If you can qualify for a mortgage, you may not get an opportunity like you have right now for a very, very long time. This may, in fact, be one of the best times in history to get a mortgage because of the low mortgage rates.
Last week, the mortgage rates for a 30-year fixed payment mortgage plummeted to a whopping 4.56 percent. That’s the lowest rates have been since the early 1970s, according to Freddie Mac.
Those tax credits for first-time homebuyers have been expired for a few months now, but if you qualify for the 4.56 percent interest rate, you can still benefit. In fact, the low interest rate may make up for the $8,000 tax credit. Although the tax credit is something you can see and experience in the price right away, the historically low interest rates are long-term benefits which can provide homeowners with a much higher savings after the term of the loan is over and paid off.

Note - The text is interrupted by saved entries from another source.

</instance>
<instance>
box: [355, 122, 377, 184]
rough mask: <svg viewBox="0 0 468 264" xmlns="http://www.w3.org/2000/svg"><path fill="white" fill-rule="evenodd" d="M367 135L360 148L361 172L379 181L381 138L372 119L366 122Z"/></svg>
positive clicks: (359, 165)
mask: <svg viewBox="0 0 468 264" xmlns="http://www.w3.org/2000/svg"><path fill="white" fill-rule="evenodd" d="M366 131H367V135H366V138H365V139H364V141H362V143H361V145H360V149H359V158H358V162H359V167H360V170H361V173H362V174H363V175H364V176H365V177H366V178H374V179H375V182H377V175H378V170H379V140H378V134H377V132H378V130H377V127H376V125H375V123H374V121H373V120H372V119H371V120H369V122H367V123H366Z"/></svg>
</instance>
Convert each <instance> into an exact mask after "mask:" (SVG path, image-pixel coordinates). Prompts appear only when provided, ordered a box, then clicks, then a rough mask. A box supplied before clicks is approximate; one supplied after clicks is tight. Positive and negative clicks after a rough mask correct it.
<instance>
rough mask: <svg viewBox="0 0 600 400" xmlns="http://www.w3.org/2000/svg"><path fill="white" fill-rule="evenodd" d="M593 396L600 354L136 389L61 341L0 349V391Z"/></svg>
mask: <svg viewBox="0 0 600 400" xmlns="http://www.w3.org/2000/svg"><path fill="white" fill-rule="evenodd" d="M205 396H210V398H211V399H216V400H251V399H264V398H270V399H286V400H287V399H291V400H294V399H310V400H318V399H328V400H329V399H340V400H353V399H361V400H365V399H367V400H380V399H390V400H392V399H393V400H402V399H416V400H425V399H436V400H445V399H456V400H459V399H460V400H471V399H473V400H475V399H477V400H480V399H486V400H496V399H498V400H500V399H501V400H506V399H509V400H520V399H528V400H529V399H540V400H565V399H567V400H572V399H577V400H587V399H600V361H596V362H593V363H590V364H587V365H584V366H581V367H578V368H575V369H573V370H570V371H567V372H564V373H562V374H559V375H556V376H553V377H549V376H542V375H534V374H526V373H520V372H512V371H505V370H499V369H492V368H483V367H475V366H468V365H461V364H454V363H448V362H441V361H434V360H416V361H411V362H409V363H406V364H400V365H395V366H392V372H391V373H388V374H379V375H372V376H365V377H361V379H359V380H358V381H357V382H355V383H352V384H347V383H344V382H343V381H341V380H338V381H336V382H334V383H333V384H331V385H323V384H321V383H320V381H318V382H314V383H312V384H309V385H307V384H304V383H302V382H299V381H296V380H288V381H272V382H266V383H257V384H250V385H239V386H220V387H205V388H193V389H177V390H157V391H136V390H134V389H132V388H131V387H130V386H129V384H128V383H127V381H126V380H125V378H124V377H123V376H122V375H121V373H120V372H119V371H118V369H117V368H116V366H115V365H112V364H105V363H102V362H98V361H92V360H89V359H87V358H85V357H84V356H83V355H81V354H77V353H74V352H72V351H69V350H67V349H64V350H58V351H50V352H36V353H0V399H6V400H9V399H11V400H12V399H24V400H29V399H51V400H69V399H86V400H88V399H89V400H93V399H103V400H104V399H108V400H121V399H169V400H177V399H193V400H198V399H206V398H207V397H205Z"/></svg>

However, before rushing into the mortgage market, it is important to compare the type of mortgage that is best for you. The rules of the mortgage industry have changed in recent years so there are some things to consider before getting too excited. Here are a few of the things you should know:
• Unless your credit score is 620 or above, you are going to have a very difficult time finding a mortgage loan, much less finding a rate of 4.56 percent.
• If you are interested in staying where you are at and you have no plans of moving for the next three or four decades, a 30-year fixed rate loan is ideal for you. The rate stays the same for the term of the loan and you won’t find lower rates than you can right now.
• Most mortgage lenders are requiring buyers to put down at least 20 percent on their home purchase.
• If you can pay off your home in five years, consider a five-year fixed rate loan because you may qualify for even lower rates than the 4.56 percent that you’d get with a 30-year fixed loan.
• If you have less than 20 percent to put down on your new house, you may be able to qualify for a mortgage through the Federal Housing Administration. With this type of insured loan, you only need about 3.5 percent of the total purchase price.
These are just a few of the new regulations you may run into when getting a mortgage these days. These new guidelines are designed to help prevent the crash that happened a couple years ago which led to the economic downturn we are now experiencing. Check with a local mortgage broker to find out which rules apply to you and how you can get the best deal on your new home loan.